ACA may have saved up to 87,000 lives (and I'm not even talking about through Medicaid expansion)

Right on top of yesterday's study by the American Cancer Society linking the Affordable Care Act to a substantial improvement in early detection of cervical cancer, the Huffington Post's Jonathan Cohn reports that the Agency for Healthcare Research & Quality has released a different study claiming that 87,000 lives have been saved since 2010 from a reduction in medical errors, and guess what's getting the credit?

Hospitals have cut down on deadly medical errors, saving around 87,000 lives since 2010, according to a new government report.

Pinning down the precise reasons for this change is difficult, to say nothing of predicting whether the decline will continue. Improvement has slowed in just the last year, the report suggests. But many analysts think government initiatives within the Affordable Care Act have played a significant role in the progress so far.

In short, Obamacare may literally be saving lives.

The new report comes from Agency for Healthcare Research and Quality, which is part of the Department of Health and Human Services and is something like an in-house think tank dedicated to making medical care safer and more effective. Since 2010, the agency has been tracking the incidence of common and frequently fatal medical errors, which include everything from a nurse accidentally giving a patient the wrong medication to a doctor inserting an intravenous line in a way that leads to a blood-borne infection.

As noted in my title, this report is not referring to the estimated 5,000 unnecessary deaths per year which Medicaid expansion itself may be preventing (or the 10,000 which it could be preventing if the remaining states finally got on board). This is a more specific figure with a much narrower range of cause & effect.

In many ways, this article (along with the cervical cancer one) belong in the same rant as the one I wrote a few days ago about Colorado's Single Payer ballot initiative.

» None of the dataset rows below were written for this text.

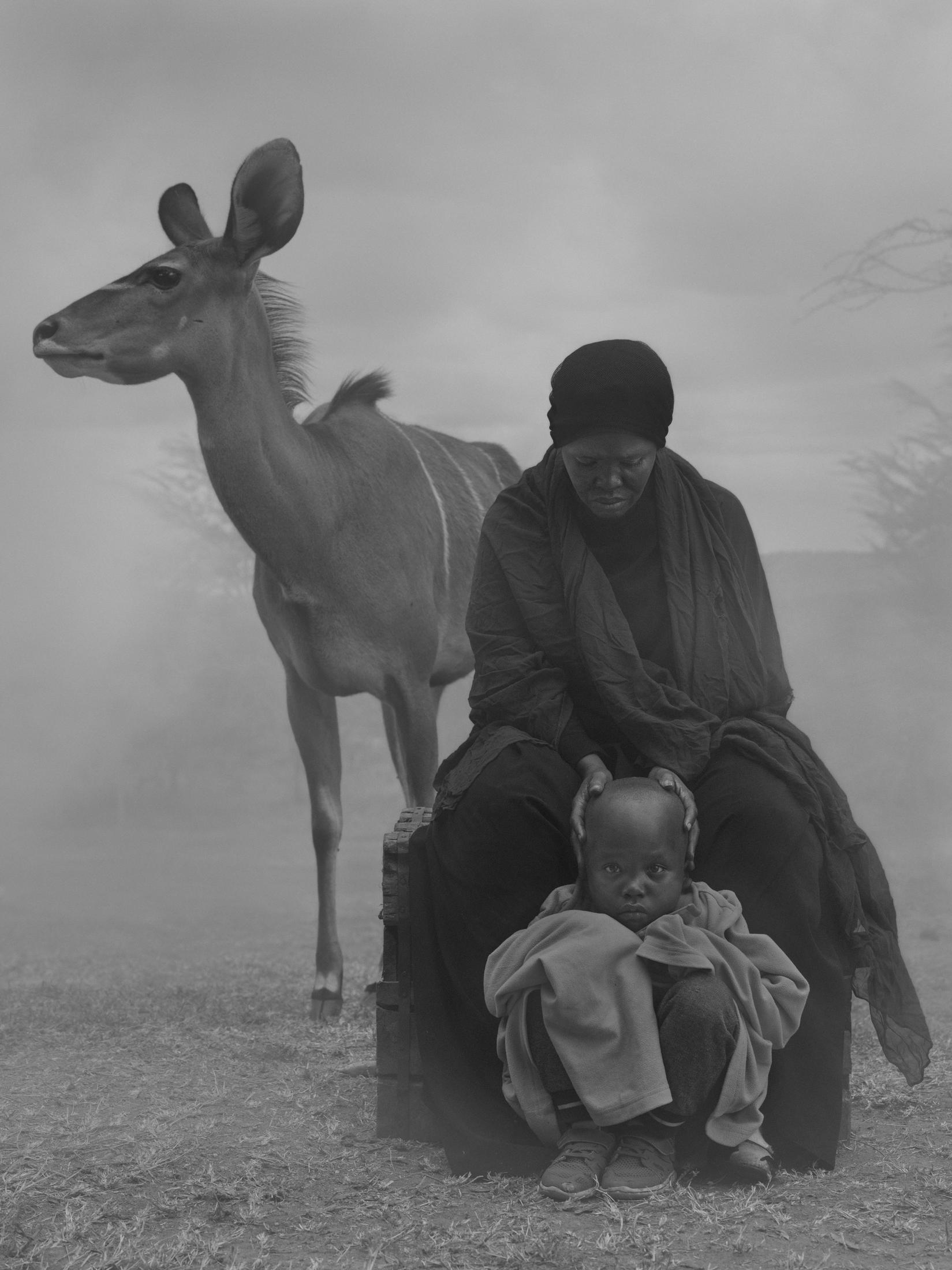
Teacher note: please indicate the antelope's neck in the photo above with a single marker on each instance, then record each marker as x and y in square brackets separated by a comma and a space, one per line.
[267, 472]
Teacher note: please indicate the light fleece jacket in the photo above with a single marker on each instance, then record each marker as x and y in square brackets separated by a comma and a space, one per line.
[597, 1005]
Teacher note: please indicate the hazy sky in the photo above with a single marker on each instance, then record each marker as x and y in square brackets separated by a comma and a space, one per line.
[488, 186]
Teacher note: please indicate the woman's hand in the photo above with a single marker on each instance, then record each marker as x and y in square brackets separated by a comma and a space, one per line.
[670, 782]
[595, 778]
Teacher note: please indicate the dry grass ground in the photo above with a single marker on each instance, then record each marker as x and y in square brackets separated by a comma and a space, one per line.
[187, 1115]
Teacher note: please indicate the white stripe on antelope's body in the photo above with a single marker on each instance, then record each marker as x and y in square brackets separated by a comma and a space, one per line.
[365, 531]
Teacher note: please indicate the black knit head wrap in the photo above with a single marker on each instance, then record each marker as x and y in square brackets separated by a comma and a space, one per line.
[615, 385]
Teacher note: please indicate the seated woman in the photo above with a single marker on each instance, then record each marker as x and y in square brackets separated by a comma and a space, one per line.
[622, 626]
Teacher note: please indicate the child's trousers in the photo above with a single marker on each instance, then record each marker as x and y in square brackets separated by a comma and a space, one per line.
[697, 1028]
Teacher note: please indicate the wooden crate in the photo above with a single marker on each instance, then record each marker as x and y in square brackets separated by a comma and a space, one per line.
[400, 1108]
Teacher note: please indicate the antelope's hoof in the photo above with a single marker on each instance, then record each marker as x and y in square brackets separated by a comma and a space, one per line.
[325, 1005]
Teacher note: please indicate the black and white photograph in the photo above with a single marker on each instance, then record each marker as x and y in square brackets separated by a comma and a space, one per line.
[476, 548]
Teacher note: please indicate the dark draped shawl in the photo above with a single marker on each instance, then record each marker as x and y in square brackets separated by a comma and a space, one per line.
[544, 615]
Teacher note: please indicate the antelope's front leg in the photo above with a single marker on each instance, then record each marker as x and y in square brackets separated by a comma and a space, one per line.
[314, 720]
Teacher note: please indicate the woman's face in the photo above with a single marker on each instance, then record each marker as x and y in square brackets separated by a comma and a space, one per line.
[610, 472]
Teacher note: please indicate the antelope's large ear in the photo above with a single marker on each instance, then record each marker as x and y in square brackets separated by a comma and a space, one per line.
[181, 218]
[267, 201]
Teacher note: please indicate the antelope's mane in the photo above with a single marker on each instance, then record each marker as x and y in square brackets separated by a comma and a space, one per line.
[291, 351]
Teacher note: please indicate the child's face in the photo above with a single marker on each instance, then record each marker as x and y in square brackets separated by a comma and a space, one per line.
[635, 866]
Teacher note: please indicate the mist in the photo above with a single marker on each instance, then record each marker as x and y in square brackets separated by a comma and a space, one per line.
[487, 187]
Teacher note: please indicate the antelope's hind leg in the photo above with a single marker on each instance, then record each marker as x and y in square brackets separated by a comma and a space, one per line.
[314, 722]
[410, 723]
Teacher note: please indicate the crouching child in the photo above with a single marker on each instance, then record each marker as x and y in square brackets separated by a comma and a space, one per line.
[637, 1000]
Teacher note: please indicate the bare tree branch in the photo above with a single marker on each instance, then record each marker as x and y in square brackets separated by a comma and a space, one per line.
[912, 257]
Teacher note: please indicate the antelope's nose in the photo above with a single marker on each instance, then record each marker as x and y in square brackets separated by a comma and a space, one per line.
[46, 331]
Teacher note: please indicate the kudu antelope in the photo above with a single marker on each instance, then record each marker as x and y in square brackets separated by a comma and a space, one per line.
[365, 530]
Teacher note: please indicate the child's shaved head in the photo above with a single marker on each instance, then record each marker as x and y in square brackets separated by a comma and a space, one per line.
[633, 862]
[637, 801]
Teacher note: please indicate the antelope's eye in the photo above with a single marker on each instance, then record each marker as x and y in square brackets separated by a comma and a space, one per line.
[164, 277]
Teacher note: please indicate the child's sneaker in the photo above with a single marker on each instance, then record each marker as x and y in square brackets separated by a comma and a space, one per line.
[583, 1155]
[643, 1163]
[752, 1163]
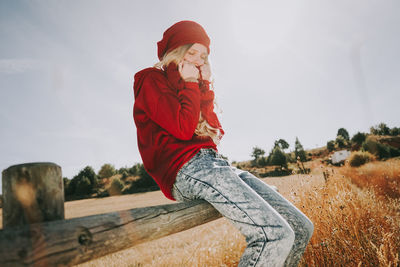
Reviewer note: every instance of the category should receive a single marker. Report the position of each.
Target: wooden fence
(36, 234)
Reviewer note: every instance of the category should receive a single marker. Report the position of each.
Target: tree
(341, 141)
(359, 138)
(395, 131)
(380, 129)
(90, 174)
(277, 157)
(282, 144)
(330, 145)
(115, 187)
(257, 153)
(107, 170)
(299, 151)
(83, 186)
(344, 133)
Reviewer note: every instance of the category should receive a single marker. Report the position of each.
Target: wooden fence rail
(77, 240)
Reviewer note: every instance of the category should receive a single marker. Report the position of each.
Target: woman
(178, 132)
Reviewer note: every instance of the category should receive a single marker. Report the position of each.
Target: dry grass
(354, 224)
(383, 177)
(356, 215)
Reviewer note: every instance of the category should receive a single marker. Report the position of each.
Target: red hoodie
(166, 118)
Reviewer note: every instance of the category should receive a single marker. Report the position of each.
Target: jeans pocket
(177, 195)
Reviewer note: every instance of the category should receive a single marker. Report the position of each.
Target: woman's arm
(177, 112)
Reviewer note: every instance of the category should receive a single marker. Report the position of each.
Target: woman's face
(197, 55)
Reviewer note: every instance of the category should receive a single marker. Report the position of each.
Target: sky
(281, 69)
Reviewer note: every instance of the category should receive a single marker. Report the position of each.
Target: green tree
(395, 131)
(299, 151)
(341, 141)
(359, 138)
(107, 170)
(83, 186)
(257, 153)
(330, 145)
(282, 144)
(115, 187)
(344, 133)
(90, 174)
(277, 157)
(380, 129)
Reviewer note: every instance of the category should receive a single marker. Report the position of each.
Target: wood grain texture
(32, 193)
(69, 242)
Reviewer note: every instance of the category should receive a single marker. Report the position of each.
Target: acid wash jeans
(276, 232)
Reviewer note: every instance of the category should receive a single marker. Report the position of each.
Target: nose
(199, 61)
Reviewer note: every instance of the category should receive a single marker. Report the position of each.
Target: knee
(306, 225)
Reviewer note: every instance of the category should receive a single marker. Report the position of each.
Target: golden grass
(354, 224)
(382, 176)
(356, 215)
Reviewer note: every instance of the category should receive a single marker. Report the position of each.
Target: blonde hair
(203, 127)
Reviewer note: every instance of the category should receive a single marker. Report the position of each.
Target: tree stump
(32, 193)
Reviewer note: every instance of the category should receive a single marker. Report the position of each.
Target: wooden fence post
(32, 193)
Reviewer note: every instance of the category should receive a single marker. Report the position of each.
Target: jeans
(276, 232)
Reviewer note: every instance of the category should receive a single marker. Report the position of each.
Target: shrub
(330, 145)
(115, 187)
(378, 149)
(89, 173)
(143, 184)
(344, 133)
(278, 157)
(360, 158)
(359, 138)
(83, 186)
(341, 141)
(107, 170)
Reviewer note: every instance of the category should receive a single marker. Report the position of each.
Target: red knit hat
(181, 33)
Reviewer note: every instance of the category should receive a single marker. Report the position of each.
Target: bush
(378, 149)
(107, 170)
(360, 158)
(359, 138)
(83, 186)
(115, 187)
(89, 173)
(330, 145)
(278, 157)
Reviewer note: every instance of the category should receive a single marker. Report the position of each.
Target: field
(355, 211)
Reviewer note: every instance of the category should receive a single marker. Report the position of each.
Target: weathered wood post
(32, 193)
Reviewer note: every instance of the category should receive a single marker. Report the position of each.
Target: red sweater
(166, 118)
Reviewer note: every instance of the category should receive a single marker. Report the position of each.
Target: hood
(140, 76)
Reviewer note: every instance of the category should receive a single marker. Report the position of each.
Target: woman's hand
(205, 72)
(189, 72)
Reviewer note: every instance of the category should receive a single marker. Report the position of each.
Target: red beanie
(181, 33)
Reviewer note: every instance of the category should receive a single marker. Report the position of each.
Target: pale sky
(282, 69)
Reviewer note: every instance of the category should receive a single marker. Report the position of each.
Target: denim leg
(269, 237)
(301, 225)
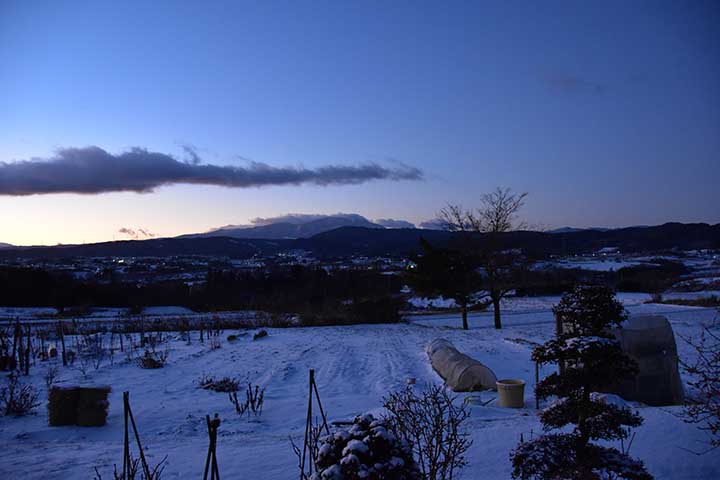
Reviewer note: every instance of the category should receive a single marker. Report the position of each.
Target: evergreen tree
(590, 359)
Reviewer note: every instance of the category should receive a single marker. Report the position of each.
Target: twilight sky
(607, 113)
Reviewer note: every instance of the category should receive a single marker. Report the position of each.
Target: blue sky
(607, 113)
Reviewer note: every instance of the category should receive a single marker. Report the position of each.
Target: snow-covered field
(355, 367)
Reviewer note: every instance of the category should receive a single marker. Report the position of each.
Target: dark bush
(152, 359)
(224, 385)
(16, 398)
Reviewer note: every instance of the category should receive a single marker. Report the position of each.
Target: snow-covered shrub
(432, 426)
(152, 359)
(50, 375)
(135, 472)
(17, 399)
(590, 359)
(224, 385)
(254, 400)
(367, 450)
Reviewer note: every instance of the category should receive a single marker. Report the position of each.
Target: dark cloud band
(93, 170)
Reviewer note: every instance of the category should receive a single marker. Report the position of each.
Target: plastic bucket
(511, 393)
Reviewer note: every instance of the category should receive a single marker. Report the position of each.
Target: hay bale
(62, 406)
(92, 406)
(75, 405)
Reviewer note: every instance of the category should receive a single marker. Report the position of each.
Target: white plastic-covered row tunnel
(460, 372)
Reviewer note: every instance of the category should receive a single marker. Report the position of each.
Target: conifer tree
(591, 359)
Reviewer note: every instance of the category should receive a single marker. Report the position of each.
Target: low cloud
(92, 170)
(572, 84)
(393, 223)
(137, 233)
(433, 224)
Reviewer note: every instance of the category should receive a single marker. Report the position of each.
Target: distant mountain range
(373, 241)
(290, 229)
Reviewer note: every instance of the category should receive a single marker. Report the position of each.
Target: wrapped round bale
(460, 372)
(649, 340)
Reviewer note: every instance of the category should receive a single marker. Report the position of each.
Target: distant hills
(300, 228)
(373, 241)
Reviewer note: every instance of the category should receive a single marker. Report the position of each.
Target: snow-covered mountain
(292, 227)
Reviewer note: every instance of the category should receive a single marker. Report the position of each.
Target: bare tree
(433, 426)
(497, 214)
(704, 410)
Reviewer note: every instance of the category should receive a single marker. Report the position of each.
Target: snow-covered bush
(17, 399)
(367, 450)
(254, 400)
(590, 359)
(431, 425)
(152, 359)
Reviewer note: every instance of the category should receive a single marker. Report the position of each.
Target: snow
(355, 367)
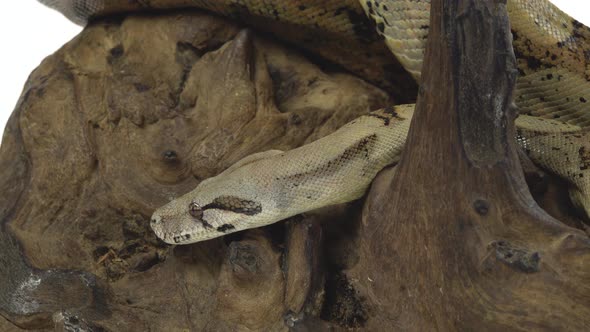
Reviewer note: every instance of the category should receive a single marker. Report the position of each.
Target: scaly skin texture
(552, 89)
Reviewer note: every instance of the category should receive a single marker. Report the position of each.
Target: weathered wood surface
(137, 110)
(453, 240)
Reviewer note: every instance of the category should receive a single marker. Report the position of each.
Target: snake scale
(552, 96)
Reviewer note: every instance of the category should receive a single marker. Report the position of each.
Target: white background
(29, 32)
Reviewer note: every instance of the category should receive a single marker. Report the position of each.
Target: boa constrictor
(551, 94)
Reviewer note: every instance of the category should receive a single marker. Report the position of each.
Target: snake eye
(195, 210)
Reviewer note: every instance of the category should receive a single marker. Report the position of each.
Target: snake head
(189, 219)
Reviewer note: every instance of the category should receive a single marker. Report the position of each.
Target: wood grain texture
(454, 240)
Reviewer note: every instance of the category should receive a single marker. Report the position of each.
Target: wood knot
(481, 206)
(244, 259)
(170, 156)
(517, 258)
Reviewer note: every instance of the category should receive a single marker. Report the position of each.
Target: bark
(454, 240)
(139, 109)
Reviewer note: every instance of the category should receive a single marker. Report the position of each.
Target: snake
(552, 96)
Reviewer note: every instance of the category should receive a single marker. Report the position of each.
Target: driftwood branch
(454, 239)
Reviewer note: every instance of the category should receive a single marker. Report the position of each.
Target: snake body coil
(552, 94)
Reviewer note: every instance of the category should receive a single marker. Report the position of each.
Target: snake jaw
(188, 220)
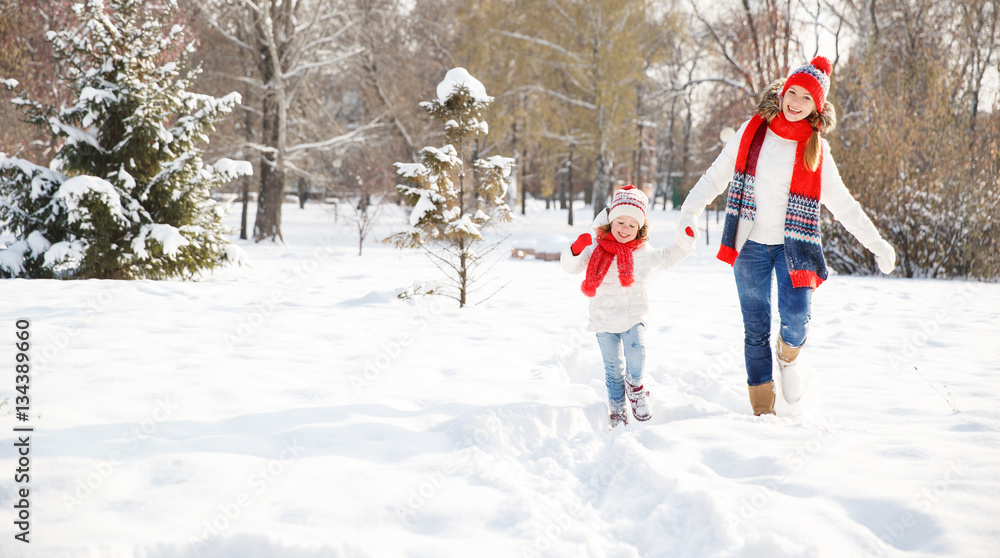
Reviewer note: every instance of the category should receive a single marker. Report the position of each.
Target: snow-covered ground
(297, 408)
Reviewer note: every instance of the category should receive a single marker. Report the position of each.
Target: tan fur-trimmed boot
(792, 380)
(762, 398)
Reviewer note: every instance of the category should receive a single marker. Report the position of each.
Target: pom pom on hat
(629, 201)
(814, 78)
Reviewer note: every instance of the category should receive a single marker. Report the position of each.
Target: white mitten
(685, 241)
(885, 257)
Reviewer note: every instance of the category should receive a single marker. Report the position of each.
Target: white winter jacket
(771, 186)
(614, 308)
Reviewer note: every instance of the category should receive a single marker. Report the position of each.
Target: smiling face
(797, 103)
(624, 228)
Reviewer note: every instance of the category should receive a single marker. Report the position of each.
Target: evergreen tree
(451, 204)
(127, 195)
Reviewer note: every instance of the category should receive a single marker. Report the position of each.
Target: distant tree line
(589, 95)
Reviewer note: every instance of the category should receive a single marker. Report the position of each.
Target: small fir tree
(451, 204)
(128, 194)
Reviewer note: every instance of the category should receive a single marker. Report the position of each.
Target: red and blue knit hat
(629, 201)
(814, 78)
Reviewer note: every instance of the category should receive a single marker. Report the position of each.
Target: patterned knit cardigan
(803, 246)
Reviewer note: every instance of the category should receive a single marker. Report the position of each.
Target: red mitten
(582, 242)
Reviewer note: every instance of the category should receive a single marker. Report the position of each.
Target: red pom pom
(822, 64)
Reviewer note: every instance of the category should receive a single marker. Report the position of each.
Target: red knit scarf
(803, 246)
(600, 261)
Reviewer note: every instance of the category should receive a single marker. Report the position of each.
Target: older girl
(779, 170)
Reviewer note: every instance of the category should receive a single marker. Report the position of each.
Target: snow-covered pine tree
(451, 203)
(128, 194)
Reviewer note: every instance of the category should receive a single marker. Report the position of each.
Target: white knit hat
(629, 201)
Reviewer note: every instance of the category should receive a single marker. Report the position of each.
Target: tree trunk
(267, 224)
(602, 183)
(569, 185)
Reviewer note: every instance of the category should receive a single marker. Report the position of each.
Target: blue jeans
(630, 344)
(753, 269)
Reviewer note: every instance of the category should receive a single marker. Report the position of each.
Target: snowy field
(297, 407)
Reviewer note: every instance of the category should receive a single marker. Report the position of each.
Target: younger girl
(617, 268)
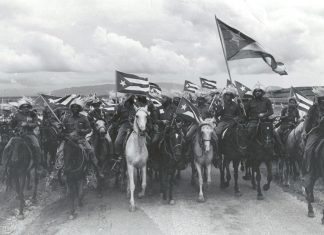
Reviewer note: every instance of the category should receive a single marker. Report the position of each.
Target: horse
(234, 148)
(101, 148)
(316, 169)
(74, 169)
(291, 162)
(18, 165)
(137, 153)
(203, 152)
(261, 150)
(171, 152)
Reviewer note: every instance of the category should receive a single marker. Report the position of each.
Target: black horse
(18, 165)
(261, 150)
(233, 146)
(74, 168)
(316, 169)
(171, 153)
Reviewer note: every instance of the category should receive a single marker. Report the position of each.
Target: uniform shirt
(30, 118)
(289, 114)
(77, 123)
(313, 117)
(256, 106)
(229, 111)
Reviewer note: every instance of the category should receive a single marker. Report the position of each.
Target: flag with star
(130, 83)
(240, 46)
(209, 84)
(242, 89)
(188, 111)
(191, 87)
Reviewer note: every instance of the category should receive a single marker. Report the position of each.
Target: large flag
(240, 46)
(130, 83)
(188, 110)
(242, 89)
(191, 87)
(155, 90)
(210, 84)
(303, 103)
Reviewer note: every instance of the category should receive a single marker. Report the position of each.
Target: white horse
(137, 153)
(203, 152)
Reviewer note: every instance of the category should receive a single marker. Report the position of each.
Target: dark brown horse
(260, 151)
(18, 164)
(316, 169)
(233, 146)
(171, 153)
(74, 169)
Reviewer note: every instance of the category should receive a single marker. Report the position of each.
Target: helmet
(77, 102)
(25, 102)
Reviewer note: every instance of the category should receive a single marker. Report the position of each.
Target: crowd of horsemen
(226, 110)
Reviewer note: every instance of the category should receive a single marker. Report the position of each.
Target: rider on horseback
(24, 122)
(258, 108)
(314, 116)
(98, 114)
(76, 127)
(289, 119)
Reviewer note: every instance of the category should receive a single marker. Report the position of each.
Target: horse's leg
(142, 193)
(266, 187)
(131, 182)
(309, 189)
(201, 182)
(258, 179)
(35, 186)
(171, 182)
(236, 187)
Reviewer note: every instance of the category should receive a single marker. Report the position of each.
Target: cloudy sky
(46, 45)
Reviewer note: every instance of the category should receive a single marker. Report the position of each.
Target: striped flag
(210, 84)
(130, 83)
(155, 89)
(191, 87)
(303, 103)
(188, 110)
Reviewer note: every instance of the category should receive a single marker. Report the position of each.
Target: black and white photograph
(161, 117)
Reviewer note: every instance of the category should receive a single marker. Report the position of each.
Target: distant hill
(104, 89)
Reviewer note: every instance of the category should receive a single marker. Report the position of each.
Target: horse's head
(206, 129)
(140, 119)
(100, 127)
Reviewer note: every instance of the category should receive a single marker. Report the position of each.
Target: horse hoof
(266, 187)
(260, 197)
(141, 195)
(132, 208)
(311, 214)
(20, 217)
(238, 194)
(201, 199)
(72, 216)
(246, 177)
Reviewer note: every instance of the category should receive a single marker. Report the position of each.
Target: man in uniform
(76, 127)
(24, 122)
(314, 116)
(258, 108)
(98, 114)
(289, 119)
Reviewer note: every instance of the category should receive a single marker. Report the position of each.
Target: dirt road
(222, 213)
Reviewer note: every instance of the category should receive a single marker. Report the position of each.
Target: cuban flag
(209, 84)
(191, 87)
(130, 83)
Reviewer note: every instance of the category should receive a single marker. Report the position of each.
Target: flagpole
(224, 53)
(51, 109)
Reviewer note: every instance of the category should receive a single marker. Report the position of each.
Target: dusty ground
(223, 213)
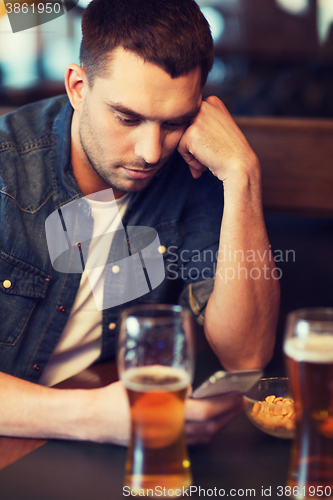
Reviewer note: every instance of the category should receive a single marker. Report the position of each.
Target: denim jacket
(36, 178)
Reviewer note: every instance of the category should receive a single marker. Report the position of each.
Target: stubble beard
(109, 173)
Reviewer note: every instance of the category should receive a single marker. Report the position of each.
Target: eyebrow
(177, 119)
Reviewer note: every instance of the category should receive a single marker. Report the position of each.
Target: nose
(149, 143)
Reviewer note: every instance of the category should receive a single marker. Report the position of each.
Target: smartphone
(222, 382)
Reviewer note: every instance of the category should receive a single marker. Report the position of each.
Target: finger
(196, 168)
(205, 409)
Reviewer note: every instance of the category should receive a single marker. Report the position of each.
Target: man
(136, 123)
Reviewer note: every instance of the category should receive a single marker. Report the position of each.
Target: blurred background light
(83, 3)
(294, 6)
(215, 20)
(324, 19)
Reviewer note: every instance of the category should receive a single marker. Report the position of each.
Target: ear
(75, 82)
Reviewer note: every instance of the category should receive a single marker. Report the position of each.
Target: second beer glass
(308, 348)
(155, 363)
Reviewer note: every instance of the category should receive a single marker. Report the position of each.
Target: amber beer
(310, 368)
(157, 394)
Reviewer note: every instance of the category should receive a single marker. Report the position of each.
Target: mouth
(140, 174)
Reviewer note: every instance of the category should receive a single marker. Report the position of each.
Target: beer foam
(158, 373)
(312, 349)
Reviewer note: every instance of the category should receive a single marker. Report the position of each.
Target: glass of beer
(308, 349)
(155, 364)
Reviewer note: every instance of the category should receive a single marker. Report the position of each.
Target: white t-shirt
(80, 343)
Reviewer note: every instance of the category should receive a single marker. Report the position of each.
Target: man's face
(130, 122)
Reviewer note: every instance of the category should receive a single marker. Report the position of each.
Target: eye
(127, 121)
(174, 125)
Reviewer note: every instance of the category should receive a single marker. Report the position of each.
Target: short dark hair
(173, 34)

The "ColoradoCare" plan, if it proves successful, only exists because the road for it was not only paved by the ACA, but roughly 1/3 of it will be funded by the ACA as well. Again, the Affordable Care Act has a lot of parts, and while some of them are overly complex, unwieldy or simply aren't working as expected, many others are achieving quiet success out of the spotlight. In short, the ACA is much more than simply the exchange websites and Medicaid expansion.

A major goal of the Affordable Care Act was to reduce and eventually eliminate these incentives for poor quality care, while rewarding the hospitals that getter better results. Today, for example, Medicare pays less to institutions with high rates of hospital-acquired infection, injury and readmission -- in other words, large numbers of patients returning to the hospital for treatment shortly after discharge. That's because of a series of penalties the health care law created in 2010, which started affecting hospital revenue three years later. And under an initiative called Partnership for Patients, the federal government provides extra funding to hospitals that agree to monitor patient safety and implement schemes for improving quality.

...But after the agency published last year’s results, showing the steep decline in errors, a wide array of experts said the law's new incentives were influencing hospital behavior -- and that, as a result, patients were getting better care. Lucian Leape, a professor at the Harvard School of Public Health and a pioneer in the patient safety movement, told Politifact, "I think these data reliable, and the ACA (Affordable Care Act) deserves credit."